J. Kale Flagg Q&A about Distressed Real Estate

Veteran businessman and entrepreneur J. Kale Flagg serves as the General Partner of the American Redevelopment Fund, LP; today, J. Kale Flagg shares some of his insights on the company’s strategies in distressed real estate.

Q: What does the term “distressed property” mean?

J. Kale Flagg: It’s a term for properties that have returned to bank ownership through foreclosure, or are going to be sold as a short sale.

Q: What exactly is a “short sale?”

J. Kale Flagg: “Short sale” refers to properties that are for sale at a price that falls short of satisfying the lender’s note on the property. In short sale deals, the lender generally agrees to absorb the difference and not come after the borrower for that difference, commonly known as the deficit.

Q: In the wake of the housing and foreclosure wave, there must be a lot of distressed properties for investors.

J. Kale Flagg: There definitely are, but investors should bear in mind that in a down market, it may be easy to buy homes…but not so easy to sell them again.   The key, as is always true in real estate, is buying right.

Q: What sorts of advantages can you offer with your approach?

J. Kale Flagg: Experience in the business, for starters. The Operators behind the American Redevelopment Fund have purchased, rehab’d and sold over 1700 properties in the last ten years.

Q: What advice would you offer to investors considering getting into the market?

J. Kale Flagg: Get a good handle on sale price, and work backwards from there. Figure in things like cost of repairs, any closing costs, title work, holding costs, etc. in your calculations. It’s an area where a lot of newcomer investors get burned, especially if a house sits on the market for a long period while the investor waits for the market to rebound.

Q: Does American Redevelopment Fund do the rehab on a property?

J. Kale Flagg: Yes, we contract the necessary work out to licensed General Contractors. We are careful, though, to only buy properties that don’t need extensive structural work. Things like remodeling kitchens or bathrooms, carpeting, drywall work, paint, even roof repairs can be done relatively cheaply, but structural work cuts into the margin at resale time.   Again, it’s knowing what you’re buying before you pull the trigger—buying right.

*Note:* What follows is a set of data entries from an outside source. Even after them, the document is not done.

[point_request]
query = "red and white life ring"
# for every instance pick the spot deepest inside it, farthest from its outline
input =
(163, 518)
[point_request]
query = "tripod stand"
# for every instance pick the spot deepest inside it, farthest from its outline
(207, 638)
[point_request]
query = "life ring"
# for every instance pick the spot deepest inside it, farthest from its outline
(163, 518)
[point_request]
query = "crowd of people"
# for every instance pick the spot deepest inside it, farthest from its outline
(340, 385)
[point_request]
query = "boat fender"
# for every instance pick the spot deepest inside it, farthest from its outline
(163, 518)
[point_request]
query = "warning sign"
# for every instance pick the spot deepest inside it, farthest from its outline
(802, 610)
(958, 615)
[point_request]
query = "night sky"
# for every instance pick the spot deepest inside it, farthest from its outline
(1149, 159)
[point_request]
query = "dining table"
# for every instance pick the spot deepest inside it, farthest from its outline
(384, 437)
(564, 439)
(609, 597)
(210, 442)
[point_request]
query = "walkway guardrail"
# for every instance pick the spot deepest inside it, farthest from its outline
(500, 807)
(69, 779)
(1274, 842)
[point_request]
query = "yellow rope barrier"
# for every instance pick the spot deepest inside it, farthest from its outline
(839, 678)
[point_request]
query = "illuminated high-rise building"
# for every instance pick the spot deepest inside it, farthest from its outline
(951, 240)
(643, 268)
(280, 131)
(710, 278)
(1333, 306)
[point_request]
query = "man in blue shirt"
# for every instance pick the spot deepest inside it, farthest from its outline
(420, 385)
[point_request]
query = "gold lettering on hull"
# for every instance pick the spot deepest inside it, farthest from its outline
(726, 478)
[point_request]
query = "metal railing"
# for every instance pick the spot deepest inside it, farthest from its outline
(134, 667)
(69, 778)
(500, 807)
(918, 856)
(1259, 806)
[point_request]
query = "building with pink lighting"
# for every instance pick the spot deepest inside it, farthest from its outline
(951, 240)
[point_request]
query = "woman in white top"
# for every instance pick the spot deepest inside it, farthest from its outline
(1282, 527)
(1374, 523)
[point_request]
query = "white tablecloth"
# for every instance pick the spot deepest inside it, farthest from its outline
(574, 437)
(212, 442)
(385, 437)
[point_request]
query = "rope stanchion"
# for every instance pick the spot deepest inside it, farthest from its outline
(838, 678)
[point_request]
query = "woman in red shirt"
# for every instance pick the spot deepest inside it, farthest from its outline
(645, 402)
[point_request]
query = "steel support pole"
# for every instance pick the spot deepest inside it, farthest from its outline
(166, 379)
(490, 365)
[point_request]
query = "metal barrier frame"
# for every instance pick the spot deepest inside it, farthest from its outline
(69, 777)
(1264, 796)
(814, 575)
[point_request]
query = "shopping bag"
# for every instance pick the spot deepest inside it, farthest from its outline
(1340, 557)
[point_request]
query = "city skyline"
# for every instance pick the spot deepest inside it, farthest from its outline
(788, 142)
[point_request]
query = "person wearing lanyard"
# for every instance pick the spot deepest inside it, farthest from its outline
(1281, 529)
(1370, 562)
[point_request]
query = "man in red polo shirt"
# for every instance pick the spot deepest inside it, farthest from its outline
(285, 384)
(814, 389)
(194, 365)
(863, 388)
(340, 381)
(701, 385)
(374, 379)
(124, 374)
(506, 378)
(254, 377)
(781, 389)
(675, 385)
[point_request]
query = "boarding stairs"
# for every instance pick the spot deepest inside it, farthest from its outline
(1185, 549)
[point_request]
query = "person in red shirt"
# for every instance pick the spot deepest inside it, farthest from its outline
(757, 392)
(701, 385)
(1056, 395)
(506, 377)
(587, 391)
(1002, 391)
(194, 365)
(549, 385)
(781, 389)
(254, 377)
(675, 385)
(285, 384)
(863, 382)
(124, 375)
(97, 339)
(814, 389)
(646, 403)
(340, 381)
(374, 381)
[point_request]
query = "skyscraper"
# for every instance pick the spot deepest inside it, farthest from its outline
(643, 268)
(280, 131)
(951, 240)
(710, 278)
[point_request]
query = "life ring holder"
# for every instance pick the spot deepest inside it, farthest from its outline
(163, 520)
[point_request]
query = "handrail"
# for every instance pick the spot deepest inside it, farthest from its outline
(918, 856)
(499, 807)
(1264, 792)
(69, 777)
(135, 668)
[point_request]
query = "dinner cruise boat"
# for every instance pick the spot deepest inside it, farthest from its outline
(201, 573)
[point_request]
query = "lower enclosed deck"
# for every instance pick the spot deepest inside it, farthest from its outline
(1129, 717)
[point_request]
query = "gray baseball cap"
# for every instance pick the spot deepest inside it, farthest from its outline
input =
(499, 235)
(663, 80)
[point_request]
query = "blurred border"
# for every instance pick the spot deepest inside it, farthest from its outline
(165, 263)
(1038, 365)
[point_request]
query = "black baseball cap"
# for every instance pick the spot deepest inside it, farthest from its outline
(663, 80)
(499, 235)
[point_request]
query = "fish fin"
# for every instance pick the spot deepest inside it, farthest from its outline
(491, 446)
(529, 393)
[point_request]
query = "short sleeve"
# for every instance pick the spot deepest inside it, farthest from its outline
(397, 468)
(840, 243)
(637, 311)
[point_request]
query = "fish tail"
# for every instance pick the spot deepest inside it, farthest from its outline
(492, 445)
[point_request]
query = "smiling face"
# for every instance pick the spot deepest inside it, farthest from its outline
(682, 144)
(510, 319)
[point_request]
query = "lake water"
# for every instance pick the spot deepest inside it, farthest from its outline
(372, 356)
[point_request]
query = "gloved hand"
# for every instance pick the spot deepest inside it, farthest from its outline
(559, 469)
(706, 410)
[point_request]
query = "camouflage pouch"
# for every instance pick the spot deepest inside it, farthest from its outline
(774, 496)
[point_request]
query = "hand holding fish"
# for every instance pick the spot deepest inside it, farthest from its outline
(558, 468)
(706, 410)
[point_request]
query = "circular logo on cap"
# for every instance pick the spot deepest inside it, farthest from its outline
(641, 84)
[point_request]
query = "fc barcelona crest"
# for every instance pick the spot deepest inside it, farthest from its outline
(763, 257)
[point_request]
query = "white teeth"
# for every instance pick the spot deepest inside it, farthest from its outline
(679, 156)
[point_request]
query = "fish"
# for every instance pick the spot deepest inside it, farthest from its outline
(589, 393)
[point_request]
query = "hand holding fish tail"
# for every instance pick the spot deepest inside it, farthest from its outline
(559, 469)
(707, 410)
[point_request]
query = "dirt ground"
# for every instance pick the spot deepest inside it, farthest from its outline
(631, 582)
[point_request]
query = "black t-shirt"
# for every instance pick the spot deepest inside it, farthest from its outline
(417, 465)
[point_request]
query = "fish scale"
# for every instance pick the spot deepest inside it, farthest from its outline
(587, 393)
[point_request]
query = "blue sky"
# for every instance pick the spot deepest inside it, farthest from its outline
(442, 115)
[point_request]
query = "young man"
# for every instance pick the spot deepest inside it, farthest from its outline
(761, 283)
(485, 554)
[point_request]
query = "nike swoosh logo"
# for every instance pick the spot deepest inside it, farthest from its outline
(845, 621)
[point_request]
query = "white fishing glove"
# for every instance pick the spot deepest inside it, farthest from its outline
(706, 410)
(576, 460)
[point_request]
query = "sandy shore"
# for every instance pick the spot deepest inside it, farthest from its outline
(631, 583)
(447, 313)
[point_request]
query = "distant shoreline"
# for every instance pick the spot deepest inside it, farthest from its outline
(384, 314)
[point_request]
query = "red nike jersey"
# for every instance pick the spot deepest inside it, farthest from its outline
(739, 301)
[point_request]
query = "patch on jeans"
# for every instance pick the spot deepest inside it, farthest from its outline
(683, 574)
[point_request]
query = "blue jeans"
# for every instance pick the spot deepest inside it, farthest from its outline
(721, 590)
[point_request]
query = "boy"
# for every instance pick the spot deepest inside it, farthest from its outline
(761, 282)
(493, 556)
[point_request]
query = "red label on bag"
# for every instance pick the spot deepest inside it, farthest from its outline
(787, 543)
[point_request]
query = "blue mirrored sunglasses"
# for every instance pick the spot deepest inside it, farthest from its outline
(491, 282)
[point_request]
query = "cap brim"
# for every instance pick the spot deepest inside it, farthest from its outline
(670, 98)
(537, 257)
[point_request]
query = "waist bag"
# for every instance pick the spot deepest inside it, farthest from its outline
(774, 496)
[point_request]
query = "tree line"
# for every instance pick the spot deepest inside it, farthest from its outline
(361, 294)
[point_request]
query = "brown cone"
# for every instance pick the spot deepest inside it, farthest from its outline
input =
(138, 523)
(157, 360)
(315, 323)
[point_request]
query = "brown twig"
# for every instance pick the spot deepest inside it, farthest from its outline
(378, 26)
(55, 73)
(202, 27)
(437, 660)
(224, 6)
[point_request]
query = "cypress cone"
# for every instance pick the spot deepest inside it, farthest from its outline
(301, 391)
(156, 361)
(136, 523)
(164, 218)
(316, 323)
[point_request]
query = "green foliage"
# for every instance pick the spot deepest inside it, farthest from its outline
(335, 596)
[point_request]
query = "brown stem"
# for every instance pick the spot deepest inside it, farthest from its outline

Q: Isn’t it tricky trying to assess a good sale price in a down market?

J. Kale Flagg: Yes it is, and again, this is where novice investors make mistakes. We do comparable values with up to 100 homes to get an accurate reading on sale prices.   And for every property that we purchase, we easily have looked at 60 or sometimes 70.

Q: Do you have any other advice for investors?

J. Kale Flagg: Remember that it’s a wide-open market for buyers, but you’re best partnered with an experienced professional when it comes time to rehab and sell a distressed property.

J. Kale Flagg’s American Redevelopment Fund specializes in single-family homes in California, Arizona and Nevada. Under J. Kale Flagg’s leadership, American Redevelopment Fund splits all profits 50/50 with investors and helps mitigate risk at every turn. J. Kale Flagg lives in Reno, Nevada, where he enjoys travel and the outdoors. A 1989 graduate of Yale, J. Kale Flagg has over two decades in business and real estate.